Study says AI and Google edge computing can detect disease in real-time

Machine learning implemented at the edge has attracted significant attention in medicine and healthcare. Researchers now say advancements in edge computing and machine learning models will enable better detection of pathogens, and aid in disease control.

The University of California, Santa Cruz conducted a study showing how Google’s edge computing platform, coupled with machine learning, can detect pathogens in real-time.

Accurate diagnosis at the point of use depends on the ability to detect and identify multiple biomarkers simultaneously in real time. However, researchers say detecting numerous biomarkers can be challenging as their signals may vary in shape and quality due to varying factors.

Compared to the traditional shift-and-multiply method for multiplexed single-molecule identification, the study says the proposed deep neural network solution provides a 40% increase in classification accuracy. Machine learning algorithms, particularly the deep neural network approach, are highly effective in accurately identifying and classifying fluorescence signals.

The study also reveals that smaller edge devices like the Google Coral Dev Board can perform complex computational tasks like high-resolution multi-scale event detection and classification. This is made possible using deep neural network models with a few thousand parameters. Endpoint near-sensor data analysis has several advantages, including decreased energy consumption and reduced network load in endpoint-cloud communication.

“The Coral Dev board is not capable of training the model and requires a desktop computer for training and model transfer steps. We believe this limitation can be solved with future updates of the hardware and libraries or by utilizing a cloud-based server for this specific task,” the researchers add.
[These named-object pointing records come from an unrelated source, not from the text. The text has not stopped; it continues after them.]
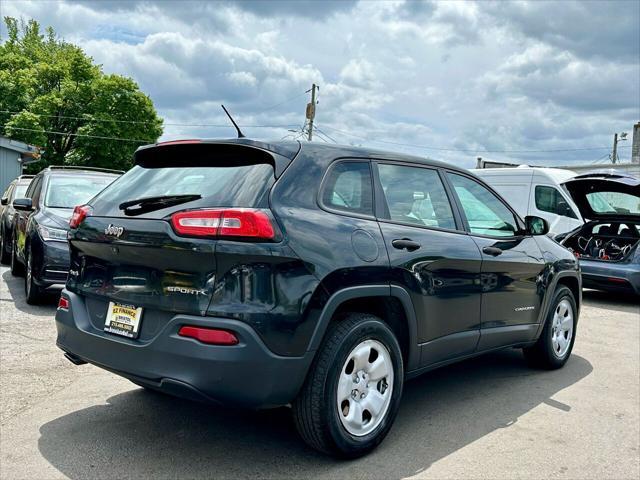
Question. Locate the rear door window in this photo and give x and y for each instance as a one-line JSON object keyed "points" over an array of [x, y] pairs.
{"points": [[486, 214], [549, 199], [416, 196], [67, 191], [348, 188]]}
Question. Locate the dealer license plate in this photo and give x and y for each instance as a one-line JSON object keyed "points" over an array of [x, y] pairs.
{"points": [[123, 320]]}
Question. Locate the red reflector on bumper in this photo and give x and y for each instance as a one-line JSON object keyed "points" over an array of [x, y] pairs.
{"points": [[618, 280], [63, 303], [211, 336]]}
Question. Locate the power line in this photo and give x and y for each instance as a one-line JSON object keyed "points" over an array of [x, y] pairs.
{"points": [[82, 135], [325, 134], [89, 119], [469, 150], [284, 101]]}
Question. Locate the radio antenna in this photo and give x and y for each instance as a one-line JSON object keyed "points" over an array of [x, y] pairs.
{"points": [[240, 135]]}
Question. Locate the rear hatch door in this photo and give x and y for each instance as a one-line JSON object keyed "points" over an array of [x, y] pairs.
{"points": [[127, 250], [606, 195]]}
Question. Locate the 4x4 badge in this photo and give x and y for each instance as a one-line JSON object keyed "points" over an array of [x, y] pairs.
{"points": [[114, 230]]}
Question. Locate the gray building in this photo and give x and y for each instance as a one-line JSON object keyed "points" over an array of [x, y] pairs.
{"points": [[14, 156]]}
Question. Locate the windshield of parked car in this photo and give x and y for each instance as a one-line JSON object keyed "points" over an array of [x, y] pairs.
{"points": [[614, 202], [67, 191], [20, 190]]}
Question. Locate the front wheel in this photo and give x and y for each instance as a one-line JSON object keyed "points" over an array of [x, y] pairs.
{"points": [[352, 393], [32, 290], [5, 255], [553, 348], [16, 266]]}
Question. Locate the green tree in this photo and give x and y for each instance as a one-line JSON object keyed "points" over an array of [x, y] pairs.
{"points": [[48, 85]]}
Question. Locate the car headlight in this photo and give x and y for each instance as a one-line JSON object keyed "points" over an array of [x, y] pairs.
{"points": [[52, 234]]}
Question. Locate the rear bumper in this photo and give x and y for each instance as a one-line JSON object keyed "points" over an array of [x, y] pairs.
{"points": [[246, 375], [611, 276]]}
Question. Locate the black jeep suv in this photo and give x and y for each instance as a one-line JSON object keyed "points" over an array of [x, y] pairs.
{"points": [[253, 274], [39, 246]]}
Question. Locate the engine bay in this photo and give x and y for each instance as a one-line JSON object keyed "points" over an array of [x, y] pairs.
{"points": [[611, 241]]}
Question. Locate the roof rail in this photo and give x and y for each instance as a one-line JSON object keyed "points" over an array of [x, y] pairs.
{"points": [[78, 167]]}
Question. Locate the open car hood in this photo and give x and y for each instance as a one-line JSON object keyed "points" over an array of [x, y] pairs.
{"points": [[606, 195]]}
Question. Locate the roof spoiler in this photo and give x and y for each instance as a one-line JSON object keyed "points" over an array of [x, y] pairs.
{"points": [[194, 153]]}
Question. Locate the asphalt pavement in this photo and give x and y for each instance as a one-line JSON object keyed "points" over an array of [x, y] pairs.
{"points": [[491, 417]]}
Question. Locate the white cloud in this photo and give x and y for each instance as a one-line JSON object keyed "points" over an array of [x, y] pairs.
{"points": [[486, 75]]}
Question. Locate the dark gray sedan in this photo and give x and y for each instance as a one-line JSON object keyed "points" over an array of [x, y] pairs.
{"points": [[607, 245], [16, 189]]}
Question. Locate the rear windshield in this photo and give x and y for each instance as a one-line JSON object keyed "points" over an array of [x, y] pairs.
{"points": [[614, 202], [219, 186], [67, 191]]}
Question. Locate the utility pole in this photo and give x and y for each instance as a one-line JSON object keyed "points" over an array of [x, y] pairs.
{"points": [[614, 154], [311, 110]]}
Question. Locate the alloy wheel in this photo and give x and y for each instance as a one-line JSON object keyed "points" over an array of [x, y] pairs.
{"points": [[562, 328], [365, 387]]}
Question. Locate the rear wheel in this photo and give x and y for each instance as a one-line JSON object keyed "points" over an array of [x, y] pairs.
{"points": [[352, 393], [553, 348], [5, 254], [31, 289]]}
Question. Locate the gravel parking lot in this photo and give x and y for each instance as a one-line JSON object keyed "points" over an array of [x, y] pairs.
{"points": [[491, 417]]}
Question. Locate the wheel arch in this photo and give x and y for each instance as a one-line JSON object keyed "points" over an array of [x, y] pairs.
{"points": [[567, 278], [392, 303]]}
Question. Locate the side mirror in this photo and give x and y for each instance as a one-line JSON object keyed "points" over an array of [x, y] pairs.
{"points": [[24, 204], [536, 225]]}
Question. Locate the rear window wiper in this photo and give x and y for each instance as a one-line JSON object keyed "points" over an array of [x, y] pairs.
{"points": [[149, 204]]}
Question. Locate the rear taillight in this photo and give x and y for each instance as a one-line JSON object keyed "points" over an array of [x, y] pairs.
{"points": [[63, 303], [212, 336], [78, 215], [236, 222]]}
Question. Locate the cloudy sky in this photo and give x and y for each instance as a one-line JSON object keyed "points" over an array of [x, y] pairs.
{"points": [[537, 82]]}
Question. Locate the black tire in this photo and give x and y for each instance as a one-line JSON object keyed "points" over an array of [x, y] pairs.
{"points": [[5, 256], [17, 269], [315, 410], [542, 354], [32, 290]]}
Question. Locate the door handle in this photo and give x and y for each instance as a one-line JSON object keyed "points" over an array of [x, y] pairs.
{"points": [[405, 244], [493, 251]]}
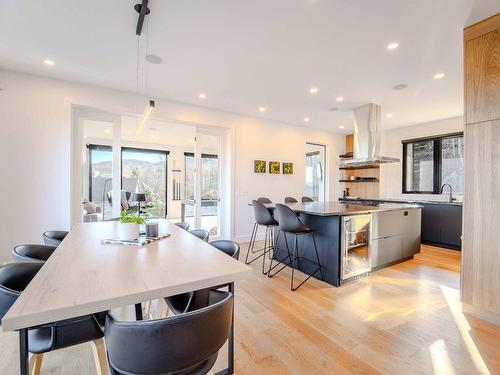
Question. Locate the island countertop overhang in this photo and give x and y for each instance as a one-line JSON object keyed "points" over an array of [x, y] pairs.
{"points": [[334, 208]]}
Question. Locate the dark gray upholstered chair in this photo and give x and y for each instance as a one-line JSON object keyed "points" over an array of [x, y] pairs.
{"points": [[32, 253], [54, 237], [202, 234], [14, 278], [231, 248], [183, 225], [264, 200], [178, 345], [182, 303], [291, 224], [263, 218]]}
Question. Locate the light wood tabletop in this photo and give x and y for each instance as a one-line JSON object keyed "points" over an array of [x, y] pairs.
{"points": [[84, 276]]}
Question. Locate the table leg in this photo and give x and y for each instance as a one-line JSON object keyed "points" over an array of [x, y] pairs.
{"points": [[138, 311], [23, 352], [230, 342]]}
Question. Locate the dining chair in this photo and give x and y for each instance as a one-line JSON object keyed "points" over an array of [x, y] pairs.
{"points": [[202, 234], [185, 302], [32, 253], [14, 278], [54, 237], [176, 345]]}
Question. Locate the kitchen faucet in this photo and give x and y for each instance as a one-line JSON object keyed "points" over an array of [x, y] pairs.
{"points": [[451, 192]]}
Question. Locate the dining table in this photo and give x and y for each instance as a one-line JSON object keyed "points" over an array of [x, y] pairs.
{"points": [[86, 275]]}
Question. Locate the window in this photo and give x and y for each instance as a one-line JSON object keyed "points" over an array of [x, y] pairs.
{"points": [[315, 168], [143, 170], [431, 162]]}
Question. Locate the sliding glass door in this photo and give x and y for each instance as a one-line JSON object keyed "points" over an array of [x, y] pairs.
{"points": [[315, 171]]}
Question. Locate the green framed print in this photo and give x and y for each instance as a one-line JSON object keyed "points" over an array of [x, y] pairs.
{"points": [[274, 167], [287, 168], [259, 166]]}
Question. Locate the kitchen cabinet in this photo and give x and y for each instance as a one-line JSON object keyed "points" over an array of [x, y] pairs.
{"points": [[442, 225]]}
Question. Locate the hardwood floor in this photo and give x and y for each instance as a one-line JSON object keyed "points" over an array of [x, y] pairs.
{"points": [[405, 319]]}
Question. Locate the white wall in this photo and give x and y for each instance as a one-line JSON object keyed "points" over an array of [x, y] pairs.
{"points": [[391, 174], [35, 152]]}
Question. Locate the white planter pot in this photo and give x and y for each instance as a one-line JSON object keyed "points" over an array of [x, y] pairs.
{"points": [[128, 231]]}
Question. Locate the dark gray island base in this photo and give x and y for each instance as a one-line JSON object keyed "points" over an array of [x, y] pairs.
{"points": [[326, 219]]}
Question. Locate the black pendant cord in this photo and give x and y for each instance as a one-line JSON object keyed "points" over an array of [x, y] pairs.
{"points": [[143, 10]]}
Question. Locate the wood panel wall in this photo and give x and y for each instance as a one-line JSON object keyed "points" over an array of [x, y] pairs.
{"points": [[481, 232]]}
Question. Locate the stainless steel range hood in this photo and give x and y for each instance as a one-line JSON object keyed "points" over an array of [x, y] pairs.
{"points": [[367, 138]]}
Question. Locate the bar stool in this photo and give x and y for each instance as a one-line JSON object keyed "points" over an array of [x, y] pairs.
{"points": [[262, 218], [54, 237], [14, 278], [32, 253], [290, 223]]}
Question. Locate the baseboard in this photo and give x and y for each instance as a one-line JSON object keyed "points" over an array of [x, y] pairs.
{"points": [[481, 314]]}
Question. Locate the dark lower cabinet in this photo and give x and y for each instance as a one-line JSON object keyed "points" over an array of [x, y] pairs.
{"points": [[442, 225]]}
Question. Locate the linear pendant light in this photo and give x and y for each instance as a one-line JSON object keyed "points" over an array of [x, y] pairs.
{"points": [[145, 115]]}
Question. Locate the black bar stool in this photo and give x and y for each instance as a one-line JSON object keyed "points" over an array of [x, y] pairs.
{"points": [[290, 223], [262, 218]]}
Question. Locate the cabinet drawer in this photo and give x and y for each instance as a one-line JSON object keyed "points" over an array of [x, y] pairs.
{"points": [[386, 250]]}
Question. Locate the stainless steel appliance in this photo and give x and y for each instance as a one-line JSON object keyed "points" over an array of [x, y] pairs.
{"points": [[355, 246]]}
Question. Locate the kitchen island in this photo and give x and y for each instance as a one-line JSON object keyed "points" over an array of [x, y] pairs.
{"points": [[353, 235]]}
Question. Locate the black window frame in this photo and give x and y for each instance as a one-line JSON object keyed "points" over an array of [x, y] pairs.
{"points": [[437, 161], [92, 146]]}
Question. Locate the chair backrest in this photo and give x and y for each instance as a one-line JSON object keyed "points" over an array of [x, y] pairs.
{"points": [[262, 214], [289, 222], [54, 237], [264, 200], [185, 343], [183, 225], [32, 253], [14, 278], [202, 234], [231, 248]]}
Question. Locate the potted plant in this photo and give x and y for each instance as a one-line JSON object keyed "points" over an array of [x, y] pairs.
{"points": [[128, 229]]}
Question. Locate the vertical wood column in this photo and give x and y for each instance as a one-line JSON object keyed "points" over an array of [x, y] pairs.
{"points": [[480, 283]]}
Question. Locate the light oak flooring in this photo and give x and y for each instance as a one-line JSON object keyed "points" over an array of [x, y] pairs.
{"points": [[405, 319]]}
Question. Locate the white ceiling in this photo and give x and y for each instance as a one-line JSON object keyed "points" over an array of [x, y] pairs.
{"points": [[249, 53]]}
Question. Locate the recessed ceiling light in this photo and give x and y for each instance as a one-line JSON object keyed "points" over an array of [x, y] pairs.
{"points": [[401, 86], [153, 59]]}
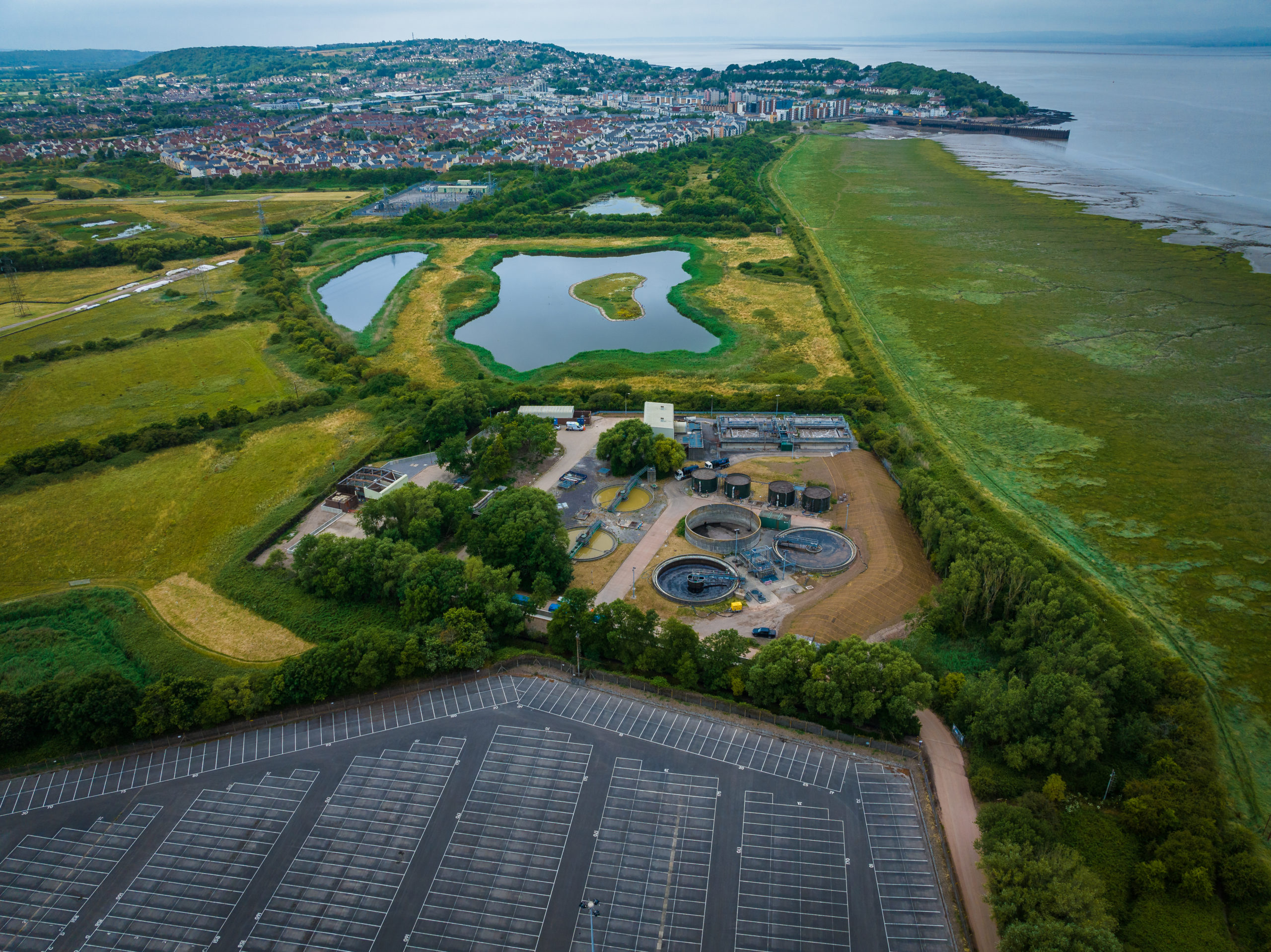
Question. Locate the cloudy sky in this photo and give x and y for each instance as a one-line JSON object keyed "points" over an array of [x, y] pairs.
{"points": [[163, 24]]}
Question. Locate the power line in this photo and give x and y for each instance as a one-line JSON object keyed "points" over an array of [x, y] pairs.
{"points": [[10, 274]]}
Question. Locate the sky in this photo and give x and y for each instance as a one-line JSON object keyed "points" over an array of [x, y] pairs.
{"points": [[585, 24]]}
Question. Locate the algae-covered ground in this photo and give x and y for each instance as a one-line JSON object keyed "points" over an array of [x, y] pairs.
{"points": [[1111, 388]]}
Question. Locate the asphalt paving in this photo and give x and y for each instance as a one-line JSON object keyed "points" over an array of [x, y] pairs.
{"points": [[473, 817]]}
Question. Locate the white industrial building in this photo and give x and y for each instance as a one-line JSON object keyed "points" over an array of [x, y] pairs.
{"points": [[547, 412], [661, 417]]}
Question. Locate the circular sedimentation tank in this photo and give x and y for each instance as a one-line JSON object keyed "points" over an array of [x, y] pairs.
{"points": [[818, 499], [602, 543], [815, 549], [706, 483], [722, 528], [781, 494], [736, 486], [696, 580], [639, 499]]}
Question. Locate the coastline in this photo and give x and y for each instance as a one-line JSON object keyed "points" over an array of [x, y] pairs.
{"points": [[1235, 223], [616, 321]]}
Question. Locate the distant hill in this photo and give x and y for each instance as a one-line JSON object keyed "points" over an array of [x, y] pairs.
{"points": [[69, 60], [237, 64]]}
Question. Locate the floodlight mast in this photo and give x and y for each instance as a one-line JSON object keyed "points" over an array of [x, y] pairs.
{"points": [[593, 909]]}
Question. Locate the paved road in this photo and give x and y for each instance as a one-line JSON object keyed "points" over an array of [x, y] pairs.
{"points": [[576, 446], [107, 295], [957, 814]]}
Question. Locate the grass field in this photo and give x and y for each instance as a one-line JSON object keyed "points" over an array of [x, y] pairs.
{"points": [[155, 380], [181, 510], [50, 292], [180, 214], [781, 336], [73, 633], [1105, 385], [119, 319], [218, 624]]}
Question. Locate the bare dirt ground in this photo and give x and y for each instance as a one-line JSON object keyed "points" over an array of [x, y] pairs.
{"points": [[216, 623], [957, 815], [891, 573]]}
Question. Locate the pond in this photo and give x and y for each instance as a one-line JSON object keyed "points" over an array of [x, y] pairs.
{"points": [[356, 296], [537, 322], [622, 205]]}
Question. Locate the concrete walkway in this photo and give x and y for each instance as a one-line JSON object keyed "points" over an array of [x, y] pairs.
{"points": [[957, 814], [678, 506]]}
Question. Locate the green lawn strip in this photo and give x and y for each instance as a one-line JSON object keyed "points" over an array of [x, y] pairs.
{"points": [[477, 294], [151, 382], [1096, 387], [378, 333]]}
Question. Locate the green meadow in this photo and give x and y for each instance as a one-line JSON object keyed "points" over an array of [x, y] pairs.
{"points": [[1108, 388], [153, 382], [126, 318]]}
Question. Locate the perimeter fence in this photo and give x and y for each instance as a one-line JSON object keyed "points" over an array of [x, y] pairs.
{"points": [[304, 712]]}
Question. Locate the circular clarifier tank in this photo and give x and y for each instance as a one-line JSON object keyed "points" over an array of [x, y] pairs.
{"points": [[600, 544], [639, 499], [815, 549], [722, 528], [696, 580]]}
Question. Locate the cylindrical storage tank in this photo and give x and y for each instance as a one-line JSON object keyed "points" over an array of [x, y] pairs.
{"points": [[781, 494], [736, 486], [816, 499], [706, 481]]}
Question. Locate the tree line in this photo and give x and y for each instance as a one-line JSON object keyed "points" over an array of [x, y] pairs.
{"points": [[1070, 696]]}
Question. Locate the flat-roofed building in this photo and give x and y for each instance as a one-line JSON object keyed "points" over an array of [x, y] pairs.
{"points": [[371, 482], [547, 412]]}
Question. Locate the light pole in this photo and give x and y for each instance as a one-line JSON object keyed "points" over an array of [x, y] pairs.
{"points": [[593, 909]]}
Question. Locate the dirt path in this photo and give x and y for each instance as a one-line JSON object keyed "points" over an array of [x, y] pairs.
{"points": [[893, 573], [957, 815]]}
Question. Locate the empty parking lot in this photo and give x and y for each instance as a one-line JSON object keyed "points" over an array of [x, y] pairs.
{"points": [[473, 819]]}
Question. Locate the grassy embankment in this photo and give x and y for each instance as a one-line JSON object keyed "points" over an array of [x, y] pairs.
{"points": [[612, 295], [155, 380], [775, 335], [1104, 387], [180, 510], [60, 223]]}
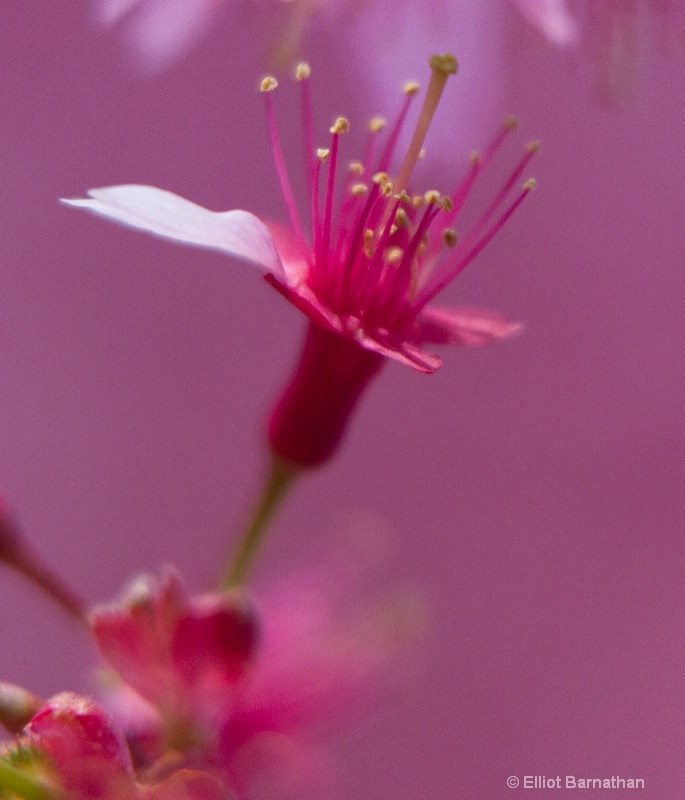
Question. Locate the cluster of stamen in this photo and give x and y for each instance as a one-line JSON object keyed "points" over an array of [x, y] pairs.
{"points": [[373, 262]]}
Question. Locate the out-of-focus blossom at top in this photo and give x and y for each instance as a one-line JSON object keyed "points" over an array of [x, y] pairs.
{"points": [[365, 273], [553, 18], [159, 33], [613, 32]]}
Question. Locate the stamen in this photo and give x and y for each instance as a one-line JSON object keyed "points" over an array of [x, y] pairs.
{"points": [[431, 291], [389, 150], [377, 124], [302, 73], [449, 237], [531, 150], [402, 218], [393, 255], [267, 86], [341, 125]]}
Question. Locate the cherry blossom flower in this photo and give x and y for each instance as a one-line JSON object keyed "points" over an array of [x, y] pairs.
{"points": [[366, 276]]}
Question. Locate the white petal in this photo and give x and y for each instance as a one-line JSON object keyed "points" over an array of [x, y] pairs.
{"points": [[236, 233]]}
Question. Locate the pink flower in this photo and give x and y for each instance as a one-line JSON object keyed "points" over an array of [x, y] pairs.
{"points": [[71, 748], [365, 276], [318, 660]]}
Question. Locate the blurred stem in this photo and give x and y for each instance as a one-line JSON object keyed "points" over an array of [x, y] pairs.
{"points": [[16, 552], [279, 479]]}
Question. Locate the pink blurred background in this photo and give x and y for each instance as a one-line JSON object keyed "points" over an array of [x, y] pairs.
{"points": [[533, 490]]}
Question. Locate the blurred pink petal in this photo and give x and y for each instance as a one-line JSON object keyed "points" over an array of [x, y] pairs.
{"points": [[185, 656], [463, 326], [553, 19], [236, 233]]}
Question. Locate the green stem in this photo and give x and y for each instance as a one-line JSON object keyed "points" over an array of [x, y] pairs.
{"points": [[280, 477], [21, 784]]}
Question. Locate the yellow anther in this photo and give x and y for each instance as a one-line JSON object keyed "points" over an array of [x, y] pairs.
{"points": [[402, 218], [268, 84], [446, 64], [302, 71], [393, 255], [341, 125], [376, 124], [449, 237]]}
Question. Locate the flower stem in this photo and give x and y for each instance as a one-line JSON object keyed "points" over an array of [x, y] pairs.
{"points": [[280, 477], [17, 554]]}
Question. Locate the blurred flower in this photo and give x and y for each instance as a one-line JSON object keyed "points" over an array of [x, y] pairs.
{"points": [[367, 274], [611, 31], [160, 32], [71, 749], [196, 690], [553, 18], [186, 656]]}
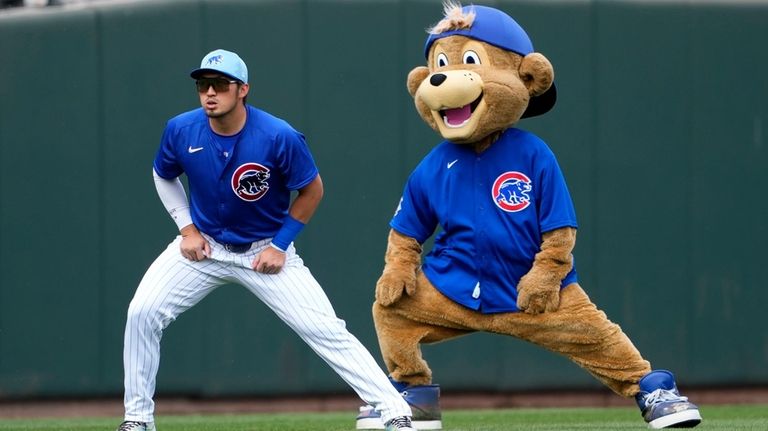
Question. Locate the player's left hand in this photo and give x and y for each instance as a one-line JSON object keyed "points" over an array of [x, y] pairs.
{"points": [[269, 261]]}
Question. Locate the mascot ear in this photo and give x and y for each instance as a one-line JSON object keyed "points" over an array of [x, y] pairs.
{"points": [[415, 78], [537, 73]]}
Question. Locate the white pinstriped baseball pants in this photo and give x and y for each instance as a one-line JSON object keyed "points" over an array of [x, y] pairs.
{"points": [[173, 284]]}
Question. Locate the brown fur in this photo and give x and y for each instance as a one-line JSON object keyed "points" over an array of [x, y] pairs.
{"points": [[409, 311]]}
The proposed model combines fast wavelet particle detection, short-time Fourier Transform analysis, and deep neural network identification to achieve high accuracy. The study involved conducting experiments that used multi-spot optical excitation to target the nucleic acids of Klebsiella Pneumoniae bacteria, which are associated with pneumonia in certain patient populations. Fluorescence signals with different characteristics like amplitude, duration, and quality were generated on an optofluidic waveguide chip during the experiments.

The study shows that this combination can accurately achieve real-time disease detection, resulting in a 99.8 percent accuracy rate.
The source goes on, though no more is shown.